According to the U.S. Department of Justice, 980,712 people under the age of 18 were reported missing in 1997, compared to 643,744 in 2008.
Further distinguishing why and how children go missing is also very telling. A 2000 Justice Department study found that of the 800,000 kids who were reported missing that year, half turned out to be runaways.
And most abductions turned out to involve family members. Only 115 of all the cases reported were a version of the nightmare scenario that most troubles parents: abduction by a stranger.
"Most who prey upon children are known to the child," Allen said. "It's a matter of seduction, not abduction."
Paula S. Fass, professor of history at the University of California Berkeley and the author of "Kidnapped: Child Abduction in America," agrees.
"The anxiety experienced by society is entirely disproportionate to the numbers of actual crimes committed," Fass said. Her book traces the evolution of kidnapping of children -- from largely a crime for ransom to that of sexual predation -- over the past century and a half.
"Unfortunately, we don't have good statistics so that we can say yes or no, we had a higher percentage of child abductions in the 1980s versus the 1880s," she said. "The FBI only started keeping those kinds of stats fairly recently."
Fass argues that the role media has played in publicizing child abduction murders has led to a cultural wave of anxiety. "Look at the popular culture -- movies, television, the news -- everybody has used and exploited abducted children," Fass said.

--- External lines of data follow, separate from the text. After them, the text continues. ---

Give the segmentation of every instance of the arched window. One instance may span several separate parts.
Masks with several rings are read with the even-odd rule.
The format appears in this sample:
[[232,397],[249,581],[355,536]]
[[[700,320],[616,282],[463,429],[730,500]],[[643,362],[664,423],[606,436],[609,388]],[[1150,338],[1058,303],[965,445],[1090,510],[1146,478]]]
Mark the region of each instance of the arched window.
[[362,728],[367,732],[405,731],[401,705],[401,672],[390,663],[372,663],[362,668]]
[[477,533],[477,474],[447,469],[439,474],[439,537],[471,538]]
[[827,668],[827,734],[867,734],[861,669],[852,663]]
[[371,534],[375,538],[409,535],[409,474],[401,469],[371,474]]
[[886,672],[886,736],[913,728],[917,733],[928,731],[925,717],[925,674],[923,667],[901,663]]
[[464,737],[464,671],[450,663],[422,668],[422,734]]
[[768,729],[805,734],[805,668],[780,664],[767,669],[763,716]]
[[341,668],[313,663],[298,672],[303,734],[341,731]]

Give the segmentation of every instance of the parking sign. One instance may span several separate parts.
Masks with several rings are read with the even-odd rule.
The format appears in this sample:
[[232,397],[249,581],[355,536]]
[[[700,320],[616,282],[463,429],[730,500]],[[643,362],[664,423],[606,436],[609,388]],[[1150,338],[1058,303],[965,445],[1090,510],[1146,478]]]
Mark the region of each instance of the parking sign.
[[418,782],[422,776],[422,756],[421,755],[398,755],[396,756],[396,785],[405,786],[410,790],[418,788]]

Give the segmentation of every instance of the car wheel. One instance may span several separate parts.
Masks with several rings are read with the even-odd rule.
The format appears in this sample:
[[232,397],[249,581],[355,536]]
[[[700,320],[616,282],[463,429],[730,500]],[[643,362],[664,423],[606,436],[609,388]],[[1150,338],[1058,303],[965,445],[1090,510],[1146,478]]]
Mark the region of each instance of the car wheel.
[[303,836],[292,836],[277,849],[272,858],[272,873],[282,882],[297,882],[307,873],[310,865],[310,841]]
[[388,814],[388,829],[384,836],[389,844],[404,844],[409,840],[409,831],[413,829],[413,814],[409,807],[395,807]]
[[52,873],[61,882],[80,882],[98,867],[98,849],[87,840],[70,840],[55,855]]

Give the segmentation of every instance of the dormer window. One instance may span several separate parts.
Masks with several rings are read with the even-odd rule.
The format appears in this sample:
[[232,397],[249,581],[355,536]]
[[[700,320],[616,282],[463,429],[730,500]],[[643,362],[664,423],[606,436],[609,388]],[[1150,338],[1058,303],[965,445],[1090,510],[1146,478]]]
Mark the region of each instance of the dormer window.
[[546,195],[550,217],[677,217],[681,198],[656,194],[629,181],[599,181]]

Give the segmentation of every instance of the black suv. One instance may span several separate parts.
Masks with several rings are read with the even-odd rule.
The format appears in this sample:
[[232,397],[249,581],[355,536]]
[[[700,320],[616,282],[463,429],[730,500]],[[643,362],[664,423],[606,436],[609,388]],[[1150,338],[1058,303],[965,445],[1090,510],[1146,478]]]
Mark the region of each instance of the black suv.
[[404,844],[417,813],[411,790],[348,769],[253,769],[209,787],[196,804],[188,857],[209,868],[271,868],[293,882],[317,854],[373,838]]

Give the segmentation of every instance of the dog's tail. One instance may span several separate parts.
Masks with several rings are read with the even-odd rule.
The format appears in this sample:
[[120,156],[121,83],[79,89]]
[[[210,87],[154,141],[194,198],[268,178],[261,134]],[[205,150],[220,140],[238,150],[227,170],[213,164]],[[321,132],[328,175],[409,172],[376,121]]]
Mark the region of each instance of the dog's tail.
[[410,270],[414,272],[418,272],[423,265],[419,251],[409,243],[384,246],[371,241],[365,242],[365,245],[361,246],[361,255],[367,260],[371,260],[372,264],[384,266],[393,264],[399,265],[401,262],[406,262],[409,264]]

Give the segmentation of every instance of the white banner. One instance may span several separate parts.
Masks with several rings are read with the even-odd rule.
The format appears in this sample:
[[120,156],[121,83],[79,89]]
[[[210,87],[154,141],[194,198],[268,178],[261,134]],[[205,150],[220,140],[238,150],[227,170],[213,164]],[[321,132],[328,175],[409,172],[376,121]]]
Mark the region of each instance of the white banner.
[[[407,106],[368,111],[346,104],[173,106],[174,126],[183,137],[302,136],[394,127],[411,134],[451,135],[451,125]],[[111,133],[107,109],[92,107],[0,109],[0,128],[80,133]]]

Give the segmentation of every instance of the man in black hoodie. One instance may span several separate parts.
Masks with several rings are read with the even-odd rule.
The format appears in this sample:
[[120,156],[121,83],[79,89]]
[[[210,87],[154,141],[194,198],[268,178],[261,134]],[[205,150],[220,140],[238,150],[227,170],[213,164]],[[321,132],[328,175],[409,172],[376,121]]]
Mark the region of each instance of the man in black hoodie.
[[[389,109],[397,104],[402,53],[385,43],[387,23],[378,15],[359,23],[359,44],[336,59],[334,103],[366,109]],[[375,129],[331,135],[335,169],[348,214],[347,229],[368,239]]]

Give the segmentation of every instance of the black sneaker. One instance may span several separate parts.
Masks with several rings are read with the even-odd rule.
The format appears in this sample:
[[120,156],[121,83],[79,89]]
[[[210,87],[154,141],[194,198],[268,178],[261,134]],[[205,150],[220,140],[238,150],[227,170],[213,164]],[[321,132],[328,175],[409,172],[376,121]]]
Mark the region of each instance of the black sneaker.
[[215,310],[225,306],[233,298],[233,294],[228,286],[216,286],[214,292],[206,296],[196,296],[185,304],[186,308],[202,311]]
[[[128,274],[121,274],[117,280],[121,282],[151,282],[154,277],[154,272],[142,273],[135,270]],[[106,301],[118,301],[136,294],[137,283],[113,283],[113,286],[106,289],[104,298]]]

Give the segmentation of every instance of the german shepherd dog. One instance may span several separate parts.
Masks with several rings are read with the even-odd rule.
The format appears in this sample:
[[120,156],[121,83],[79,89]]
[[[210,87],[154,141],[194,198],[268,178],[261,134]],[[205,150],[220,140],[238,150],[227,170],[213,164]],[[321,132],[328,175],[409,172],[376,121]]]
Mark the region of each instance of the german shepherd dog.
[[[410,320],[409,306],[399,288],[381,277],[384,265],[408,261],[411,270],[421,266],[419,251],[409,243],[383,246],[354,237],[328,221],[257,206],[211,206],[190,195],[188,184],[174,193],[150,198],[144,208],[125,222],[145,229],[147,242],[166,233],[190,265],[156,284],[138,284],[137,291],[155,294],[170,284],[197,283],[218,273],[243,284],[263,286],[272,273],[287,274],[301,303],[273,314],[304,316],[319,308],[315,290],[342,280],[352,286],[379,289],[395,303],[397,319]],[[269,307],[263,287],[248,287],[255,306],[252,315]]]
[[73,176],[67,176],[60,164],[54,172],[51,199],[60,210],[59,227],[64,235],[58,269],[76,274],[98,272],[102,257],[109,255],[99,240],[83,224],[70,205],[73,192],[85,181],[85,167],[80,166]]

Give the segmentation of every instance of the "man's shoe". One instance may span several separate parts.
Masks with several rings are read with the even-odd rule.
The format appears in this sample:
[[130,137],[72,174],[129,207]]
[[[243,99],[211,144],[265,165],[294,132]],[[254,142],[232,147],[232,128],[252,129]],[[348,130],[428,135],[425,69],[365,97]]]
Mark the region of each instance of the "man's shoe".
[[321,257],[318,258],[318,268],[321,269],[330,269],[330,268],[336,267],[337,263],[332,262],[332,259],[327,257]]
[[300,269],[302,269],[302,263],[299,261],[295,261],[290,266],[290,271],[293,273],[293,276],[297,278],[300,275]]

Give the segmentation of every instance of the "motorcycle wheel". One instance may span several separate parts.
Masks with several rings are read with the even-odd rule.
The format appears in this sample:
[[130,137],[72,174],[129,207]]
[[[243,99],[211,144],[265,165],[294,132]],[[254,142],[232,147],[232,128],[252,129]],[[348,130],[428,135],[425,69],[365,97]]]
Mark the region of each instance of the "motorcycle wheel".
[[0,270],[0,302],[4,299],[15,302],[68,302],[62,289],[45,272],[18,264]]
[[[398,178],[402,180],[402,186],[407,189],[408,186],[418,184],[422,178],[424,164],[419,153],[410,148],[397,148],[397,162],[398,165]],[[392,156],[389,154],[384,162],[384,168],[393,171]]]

At the same time, experts said the media can help kids in danger.
"Media coverage does play a mostly positive role," said Cindy Rudometkin, response department director of The Polly Klaas Foundation. "The media often jumps on a story, publicizing it quickly, and that's often how children get found. It also puts this taboo topic out there, which provides an opportunity for parents to further discuss these matters with their kids."
Allen, Fass and Rudometkin agree that the line between preparedness and paranoia can be difficult to navigate.
"These horrific cases tend to paint the entire picture for the problem, but the total number of children abducted by a stranger has stayed consistent at around 150 each year," Allen said. "The message here isn't, we only have a low number of actual homicides, so parents don't have to worry. We want parents to be prepared, to take steps, but not to be paralyzed by fear."
Fass said it's important to put the overall numbers in perspective. "I tell people, you have a lot of things to worry about raising your kids. Kidnapping is way down on the list."